Today’s coronavirus news: Beijing district shuts gyms and cinemas to halt COVID-19 spread


The latest coronavirus news from Canada and around the world Saturday. This file will be updated throughout the day. Web links to longer stories if available.

8 a.m.: It’s tempting to look at the job market in Canada right now and claim victory for everyone, including working moms, writes Heather Scoffield.

Unemployment is at a record low, the proportion of women in their prime working years participating in the labor force is higher than ever beforeand even Indigenous women off reserve are making notable gains.

But to claim victory would be to ignore the lesson driven home by the leaked draft of a US Supreme Court ruling that is poised to walk back abortion rights in that country, and is spooking us here in Canada.

Backsliding is a real risk when it comes to women’s progress, and the trends beneath the job-market headlines show us why.
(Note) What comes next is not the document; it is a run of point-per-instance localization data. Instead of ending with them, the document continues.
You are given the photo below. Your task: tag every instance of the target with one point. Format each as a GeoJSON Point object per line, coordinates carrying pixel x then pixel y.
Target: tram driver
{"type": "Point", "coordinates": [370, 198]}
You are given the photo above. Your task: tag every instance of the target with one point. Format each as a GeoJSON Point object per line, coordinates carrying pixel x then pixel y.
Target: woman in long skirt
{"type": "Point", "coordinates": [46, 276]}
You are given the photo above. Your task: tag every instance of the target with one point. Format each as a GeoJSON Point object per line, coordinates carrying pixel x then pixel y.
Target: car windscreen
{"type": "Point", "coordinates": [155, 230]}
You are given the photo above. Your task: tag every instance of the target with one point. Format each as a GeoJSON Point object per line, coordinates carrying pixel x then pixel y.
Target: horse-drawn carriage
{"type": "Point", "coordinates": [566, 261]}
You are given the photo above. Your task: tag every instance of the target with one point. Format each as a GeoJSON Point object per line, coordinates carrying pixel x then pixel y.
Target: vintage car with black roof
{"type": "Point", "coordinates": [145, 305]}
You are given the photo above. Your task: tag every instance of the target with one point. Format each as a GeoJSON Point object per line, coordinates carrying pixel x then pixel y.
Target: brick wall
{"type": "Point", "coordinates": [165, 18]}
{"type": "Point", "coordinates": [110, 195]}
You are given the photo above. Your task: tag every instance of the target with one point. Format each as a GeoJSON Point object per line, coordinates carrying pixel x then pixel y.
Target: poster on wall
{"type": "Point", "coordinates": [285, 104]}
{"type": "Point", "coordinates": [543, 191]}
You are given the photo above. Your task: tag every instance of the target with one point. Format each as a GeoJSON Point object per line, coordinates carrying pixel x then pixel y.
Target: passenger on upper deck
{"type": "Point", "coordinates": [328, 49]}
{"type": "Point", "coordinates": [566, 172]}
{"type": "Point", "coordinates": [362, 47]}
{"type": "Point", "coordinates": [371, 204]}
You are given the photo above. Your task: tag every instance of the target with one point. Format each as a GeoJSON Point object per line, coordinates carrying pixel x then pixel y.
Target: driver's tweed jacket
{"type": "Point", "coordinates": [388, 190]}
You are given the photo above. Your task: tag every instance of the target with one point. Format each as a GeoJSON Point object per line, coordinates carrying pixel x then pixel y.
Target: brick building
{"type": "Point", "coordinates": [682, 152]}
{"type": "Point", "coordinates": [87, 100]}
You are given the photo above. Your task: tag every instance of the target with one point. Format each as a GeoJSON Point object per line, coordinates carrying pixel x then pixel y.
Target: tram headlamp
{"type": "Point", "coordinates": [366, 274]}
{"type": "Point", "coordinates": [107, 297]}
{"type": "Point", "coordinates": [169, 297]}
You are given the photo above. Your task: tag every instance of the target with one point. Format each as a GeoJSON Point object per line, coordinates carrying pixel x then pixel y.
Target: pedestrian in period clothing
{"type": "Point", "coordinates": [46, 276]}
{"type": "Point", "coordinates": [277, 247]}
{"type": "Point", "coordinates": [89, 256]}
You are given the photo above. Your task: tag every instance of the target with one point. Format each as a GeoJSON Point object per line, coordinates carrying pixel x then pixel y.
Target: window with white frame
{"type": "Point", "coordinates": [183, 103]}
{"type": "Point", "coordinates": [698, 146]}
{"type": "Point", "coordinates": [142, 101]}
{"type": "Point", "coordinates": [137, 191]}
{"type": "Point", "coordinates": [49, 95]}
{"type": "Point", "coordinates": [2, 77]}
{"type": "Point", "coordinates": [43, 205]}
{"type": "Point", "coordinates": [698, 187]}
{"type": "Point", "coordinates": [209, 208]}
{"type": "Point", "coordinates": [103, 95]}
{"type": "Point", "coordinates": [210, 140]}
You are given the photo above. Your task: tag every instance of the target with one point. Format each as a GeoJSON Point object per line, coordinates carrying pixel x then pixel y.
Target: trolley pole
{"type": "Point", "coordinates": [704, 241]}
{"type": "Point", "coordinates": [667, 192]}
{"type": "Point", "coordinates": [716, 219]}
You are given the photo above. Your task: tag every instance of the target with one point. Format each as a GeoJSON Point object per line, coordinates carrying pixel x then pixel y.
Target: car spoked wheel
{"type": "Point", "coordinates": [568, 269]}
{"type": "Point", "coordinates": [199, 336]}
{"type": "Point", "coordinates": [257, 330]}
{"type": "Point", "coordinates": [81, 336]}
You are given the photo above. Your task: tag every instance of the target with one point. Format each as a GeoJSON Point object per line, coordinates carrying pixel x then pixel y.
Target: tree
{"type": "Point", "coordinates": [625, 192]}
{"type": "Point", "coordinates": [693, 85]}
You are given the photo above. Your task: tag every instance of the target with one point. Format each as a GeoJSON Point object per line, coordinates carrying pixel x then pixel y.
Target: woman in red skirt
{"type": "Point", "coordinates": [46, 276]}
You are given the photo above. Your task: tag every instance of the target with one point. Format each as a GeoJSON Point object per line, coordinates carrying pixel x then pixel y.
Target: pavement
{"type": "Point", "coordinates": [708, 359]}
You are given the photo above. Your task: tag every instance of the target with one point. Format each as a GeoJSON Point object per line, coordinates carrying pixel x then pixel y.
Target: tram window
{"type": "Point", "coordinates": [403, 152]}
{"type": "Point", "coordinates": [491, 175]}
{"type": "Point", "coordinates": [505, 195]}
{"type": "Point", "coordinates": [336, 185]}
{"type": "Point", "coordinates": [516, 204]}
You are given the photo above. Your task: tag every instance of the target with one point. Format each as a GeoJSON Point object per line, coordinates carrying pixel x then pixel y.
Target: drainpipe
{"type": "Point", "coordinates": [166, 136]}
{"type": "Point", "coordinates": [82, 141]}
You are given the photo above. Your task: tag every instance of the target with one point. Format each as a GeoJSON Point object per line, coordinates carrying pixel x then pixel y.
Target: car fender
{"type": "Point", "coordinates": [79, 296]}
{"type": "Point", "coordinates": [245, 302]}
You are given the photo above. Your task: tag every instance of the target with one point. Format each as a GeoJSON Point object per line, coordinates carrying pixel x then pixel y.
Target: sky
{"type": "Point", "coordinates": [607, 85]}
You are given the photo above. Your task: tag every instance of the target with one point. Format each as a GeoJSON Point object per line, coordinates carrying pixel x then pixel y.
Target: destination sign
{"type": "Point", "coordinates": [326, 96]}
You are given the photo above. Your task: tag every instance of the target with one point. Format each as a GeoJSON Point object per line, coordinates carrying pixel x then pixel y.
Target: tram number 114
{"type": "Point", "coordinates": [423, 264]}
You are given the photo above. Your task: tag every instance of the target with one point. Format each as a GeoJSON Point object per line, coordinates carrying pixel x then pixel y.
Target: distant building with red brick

The fear was that women would never recover from the pandemic recession. When COVID-19 prompted governments to tell most of us to work at home and shut down public-facing services, women took a huge hit. Low-wage women and racialized women took an extra-huge hit. And working parents reeled with home schooling, the on-again-off-again virtual classes, and trying to hold down jobs at the same time. Women’s participation in the workforce seriously eroded as they tried to juggle illness, children, working from home and an unpredictable economy.

Now, after a roller coaster of massive job losses followed by massive gains and back again, the workforce seems to be having more like normal, essentially unchanged in April compared to March.

Read Heather Scoffield’s full column here.

7 am: When Christopher DiRaddo’s second book was published last year during the COVID-19 pandemic, the Montreal author was disappointed he wouldn’t be able to mark the achievement with a glitzy in-person book launch.

Instead, he got creative. In addition to a virtual launch, he and his partner created special gift bags that included a signed copy of his book “The Family Way,” and drove all around the Montreal area delivering them to customers in person.

“In a weird way, it was almost like a reimagining of what a book launch could be,” he said in a recent phone interview.

As in-person literary events summarize, authors like DiRaddo say the creative marketing solutions learned during lockdowns, as well as a pandemic-spurred rise in reading, give them hope for the future of their industry.

Several authors and publishers interviewed by The Canadian Press said the pandemic was hard on brick-and-mortar stores, which had to contend with weeks or months of forced closures, capacity limits and cancellations of book launches and meet-and-greets.

5:45 a.m.: A key district in China’s capital has ordered some businesses providing non-essential services such as gyms and movie theaters to close to prevent the spread of COVID infections after President Xi Jinping reaffirmed his stringent COVID Zero policy.

Beijing’s eastern Chaoyang district, home to embassies and offices of multinationals including Apple Inc. and Alibaba Group Holding Ltd., ordered companies “providing services other than those supporting residents’ livelihoods” to be closed until further notice, an official said at a briefing on Friday evening.

Businesses ordered closed include karaoke bars, internet cafes, museums and art galleries, said Yang Beibei, deputy director of Chaoyang district. New rounds of mass COVID tests were announced on Friday after the municipal government locked down some residential areas and subway stops in the city.

In the 24 hours ending 3 pm Saturday, Beijing added 78 new cases. Nationwide, 4,620 local infections were reported, most from Shanghai, the National Health Commission said, while 13 people died.

The city of Shanghai announced Saturday it would postpone entrance examinations for colleges and high schools until July, citing infection risk, while some of the city’s biggest manufacturers have said they are trying to restart plants.